Git - The Next Filesystem

August 06, 2010

Not too long ago, Google released their cloud storage service called Google Storage. GS includes a REST API and looks remarkably similar to Amazon S3. In fact, one of the options is to use the same S3 syntax to access GS.

While principal use is designed to be developers, this presents several questions. What sort of file system are we moving towards? What’s the difference between storing files locally and in the cloud? How will the interface differ? What place will REST have? How will access, updates, and changes work across multiple devices?

This sounds awfully like Git.

There are problems with Git. Most especially, its command syntax is obfuscated at best. It is completely unusable to the average user. But the general consideration of a DAG with versioning works very well for storage.

Consider: A file system on a box is a strict hierarchy of folders, subfolders, and files. But the perception of the average user of the items they touch inside a computer is removing itself rapidly from this construct. We think of songs and photos now, not mp3s and jpgs. Developers still care, but only insofar as control and collaboration are required. That’s how version control came to be.

Gmail, Gmail conversations, and Gmail tags were a big step away from the filesystem. Gmail moved everyone away from Outlook or the horrible equivalent and towards a simple web interface to email. The email is the important thing rather than the Inbox, .pst files, and the application itself. Rarely does an email stand on its own, and Gmail conversations moved from single emails to email threads, a perfectly sensible structure. Lastly, tags took email away from folders.

A friend of mine just finished moving from Mail.app to full use of Gmail through the web. He’s an outlier; a power user with over 10 gmail-based accounts, tons of folders, and loads of shared calendars. He was using Mail.app to manage the multiple accounts based on a folder based structure. Each email went into one particular folder. Now, he’s using tags to do basically the same thing. It was a bit of a mind shift, because it requires using multiple tags, but it’s far more flexible since emails can be tagged as many times as there are tags.

More and more, users don’t care where their data lives or how it gets there. What they do care about is how seamless it is to access, that it syncs appropriately across all sorts of devices, that if there are different versions, they can update, modify and such. Which brings us back to Git. Like many things, the simplicity of the system is the brilliance of it. A DAG is a very loose data structure, with a lack of cycles and direction as it’s only real strictures.

From a user’s perspective, three things matter: users, buckets, and data.
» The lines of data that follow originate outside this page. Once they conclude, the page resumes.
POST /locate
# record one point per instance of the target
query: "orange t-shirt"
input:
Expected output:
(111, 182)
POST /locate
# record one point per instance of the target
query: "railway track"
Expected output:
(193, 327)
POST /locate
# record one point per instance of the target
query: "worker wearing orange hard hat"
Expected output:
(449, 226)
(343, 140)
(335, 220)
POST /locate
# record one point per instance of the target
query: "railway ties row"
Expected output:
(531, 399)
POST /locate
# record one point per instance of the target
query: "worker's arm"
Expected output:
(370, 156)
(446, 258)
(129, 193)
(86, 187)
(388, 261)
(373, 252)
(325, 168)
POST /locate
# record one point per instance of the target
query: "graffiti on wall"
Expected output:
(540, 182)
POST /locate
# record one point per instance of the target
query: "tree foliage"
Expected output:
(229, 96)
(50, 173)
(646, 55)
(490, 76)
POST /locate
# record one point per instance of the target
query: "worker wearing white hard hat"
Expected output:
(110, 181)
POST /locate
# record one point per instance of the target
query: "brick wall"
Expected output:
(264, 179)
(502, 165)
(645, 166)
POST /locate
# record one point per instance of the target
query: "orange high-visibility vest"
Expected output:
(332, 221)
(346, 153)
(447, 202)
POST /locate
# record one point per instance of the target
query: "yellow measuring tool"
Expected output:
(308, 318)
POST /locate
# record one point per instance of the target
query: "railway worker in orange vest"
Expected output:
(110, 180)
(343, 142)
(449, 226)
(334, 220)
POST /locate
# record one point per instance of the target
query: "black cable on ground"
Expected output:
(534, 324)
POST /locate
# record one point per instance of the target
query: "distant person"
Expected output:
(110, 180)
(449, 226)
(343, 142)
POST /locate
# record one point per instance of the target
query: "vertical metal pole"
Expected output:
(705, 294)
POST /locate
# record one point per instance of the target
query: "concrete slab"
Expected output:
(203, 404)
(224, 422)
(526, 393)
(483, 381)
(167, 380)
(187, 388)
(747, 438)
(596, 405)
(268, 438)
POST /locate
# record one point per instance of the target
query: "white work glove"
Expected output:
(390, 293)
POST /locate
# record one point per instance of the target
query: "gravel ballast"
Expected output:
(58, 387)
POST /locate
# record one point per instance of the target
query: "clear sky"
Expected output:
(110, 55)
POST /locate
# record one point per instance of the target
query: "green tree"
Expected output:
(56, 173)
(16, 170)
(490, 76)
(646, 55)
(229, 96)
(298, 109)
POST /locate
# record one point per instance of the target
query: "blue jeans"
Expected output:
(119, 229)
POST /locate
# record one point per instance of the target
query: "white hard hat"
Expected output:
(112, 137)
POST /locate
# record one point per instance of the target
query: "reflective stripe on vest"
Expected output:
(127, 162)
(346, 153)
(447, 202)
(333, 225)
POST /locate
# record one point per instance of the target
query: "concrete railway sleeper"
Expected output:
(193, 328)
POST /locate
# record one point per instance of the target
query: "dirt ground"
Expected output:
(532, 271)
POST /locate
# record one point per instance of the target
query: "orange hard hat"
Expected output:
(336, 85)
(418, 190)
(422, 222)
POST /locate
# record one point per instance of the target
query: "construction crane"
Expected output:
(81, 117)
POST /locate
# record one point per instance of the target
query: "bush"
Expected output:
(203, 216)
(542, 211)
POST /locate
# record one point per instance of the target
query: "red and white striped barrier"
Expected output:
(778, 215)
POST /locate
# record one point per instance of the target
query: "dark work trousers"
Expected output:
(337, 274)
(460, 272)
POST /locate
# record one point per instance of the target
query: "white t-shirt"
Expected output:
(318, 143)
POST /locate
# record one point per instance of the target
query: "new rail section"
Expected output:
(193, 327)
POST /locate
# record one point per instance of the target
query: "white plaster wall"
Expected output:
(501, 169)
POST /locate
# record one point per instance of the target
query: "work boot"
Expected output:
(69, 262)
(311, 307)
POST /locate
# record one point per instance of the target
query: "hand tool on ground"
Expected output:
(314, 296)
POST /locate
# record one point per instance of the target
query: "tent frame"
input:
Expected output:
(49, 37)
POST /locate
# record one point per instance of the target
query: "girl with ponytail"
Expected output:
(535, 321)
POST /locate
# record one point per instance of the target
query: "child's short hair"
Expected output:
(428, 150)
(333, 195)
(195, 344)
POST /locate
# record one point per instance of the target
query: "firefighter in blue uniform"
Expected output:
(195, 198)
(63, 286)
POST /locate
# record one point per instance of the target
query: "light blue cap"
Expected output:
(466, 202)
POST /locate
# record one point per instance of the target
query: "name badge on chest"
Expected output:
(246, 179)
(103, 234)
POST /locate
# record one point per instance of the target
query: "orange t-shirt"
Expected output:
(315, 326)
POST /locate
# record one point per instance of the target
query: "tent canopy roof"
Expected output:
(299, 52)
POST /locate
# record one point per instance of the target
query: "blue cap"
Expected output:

Users represent the owners of data and provide namespacing for any uniqueness conflicts. Buckets are simply places to put data. Data is any set of bytes, representing.. anything. With this simplicity, it’s possible to build any hierarchy, multiple hierarchies, unique sets, etc.

Clearly I’m oversimplifying the problems of representing data from bytes, especially the problem of byte structure. Text and formatting is stored many different ways, which is different from AAU compression, which is different from the PNG format. But at some point, all of these data access and control services are going to converge. S3 storage, Google Storage, Dropbox, Github, Git, GMail conversations and tags, and Apple’s Time Machine backup are all early examples and variations on a common theme. Users care about data regardless of what machine they’re on, where they are, how they access it and how it gets modified. There’s a lot of complexity under the covers to make things simple. Git is a really good start.